Lumber prices in the U.S. have tripled over the past year, thanks to pandemic-fuelled constraints on production and soaring demand for housing.

“Canada reiterated that a negotiated agreement is in the best interest of both countries,” Ng said, striking a tone that suggests an opportunity for a deal is within reach.

“We have been clear that the duties imposed by the U.S. on softwood are both unwarranted and unfair, and they do hurt workers, both here in Canada as well as in the U.S. But we continue to (want) to work with the U.S. on this very important issue.”

Everyday people

Tai opened the meeting by emphasizing the importance of making sure the USMCA benefits “everyday people” in all three countries, and not just those already wealthy enough to capitalize on it.
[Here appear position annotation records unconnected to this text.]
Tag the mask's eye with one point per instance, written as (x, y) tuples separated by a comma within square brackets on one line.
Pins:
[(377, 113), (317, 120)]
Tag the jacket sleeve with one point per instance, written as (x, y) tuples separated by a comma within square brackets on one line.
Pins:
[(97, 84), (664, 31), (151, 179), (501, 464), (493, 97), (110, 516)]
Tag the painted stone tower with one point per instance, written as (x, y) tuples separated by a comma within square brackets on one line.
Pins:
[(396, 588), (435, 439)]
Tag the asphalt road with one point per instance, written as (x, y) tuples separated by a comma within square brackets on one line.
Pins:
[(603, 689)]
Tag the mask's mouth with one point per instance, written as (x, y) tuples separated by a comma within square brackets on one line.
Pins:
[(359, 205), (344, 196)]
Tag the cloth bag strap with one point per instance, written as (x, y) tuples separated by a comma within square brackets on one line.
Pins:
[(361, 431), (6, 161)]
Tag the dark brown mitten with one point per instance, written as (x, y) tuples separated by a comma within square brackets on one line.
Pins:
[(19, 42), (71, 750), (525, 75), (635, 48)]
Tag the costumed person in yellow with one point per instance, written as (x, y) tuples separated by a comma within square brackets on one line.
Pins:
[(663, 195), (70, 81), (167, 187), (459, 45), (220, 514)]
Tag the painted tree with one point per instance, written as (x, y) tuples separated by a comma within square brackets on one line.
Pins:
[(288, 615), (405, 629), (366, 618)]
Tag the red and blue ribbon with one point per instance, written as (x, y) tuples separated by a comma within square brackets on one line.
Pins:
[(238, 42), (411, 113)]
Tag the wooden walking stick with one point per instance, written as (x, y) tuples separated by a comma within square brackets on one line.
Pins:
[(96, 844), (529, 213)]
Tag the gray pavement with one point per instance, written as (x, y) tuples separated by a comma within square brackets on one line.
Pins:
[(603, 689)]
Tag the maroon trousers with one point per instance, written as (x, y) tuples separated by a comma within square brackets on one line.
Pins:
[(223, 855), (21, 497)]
“For too long, the focus has been on ‘global value chains’ as a proxy for maximizing efficiency. That efficiency has proven to be detrimentally expensive,” Tai said in her written remarks.

“Not only have we discovered the fragility of our supply chains, but we have just begun to appreciate the degree to which they run counter to our collective goals of ensuring that workers within North America, and outside it, are paid a fair wage, in a safe workplace.”

Coincidentally, as Tuesday’s meetings were taking place, Biden was singing the praises of his economic recovery strategy in Michigan, where he again insisted he would aggressively enforce efforts to make sure U.S. tax dollars benefit U.S. workers.

“I’m not (granting) a single contract to a single company that does not hire Americans, have all-American parts and has a supply chain that is an American product supply chain,” Biden said.

“That’s not violating any trade agreements. It’s been the law since the 30s, but no one’s had the courage or the nerve to insist on it being applied.”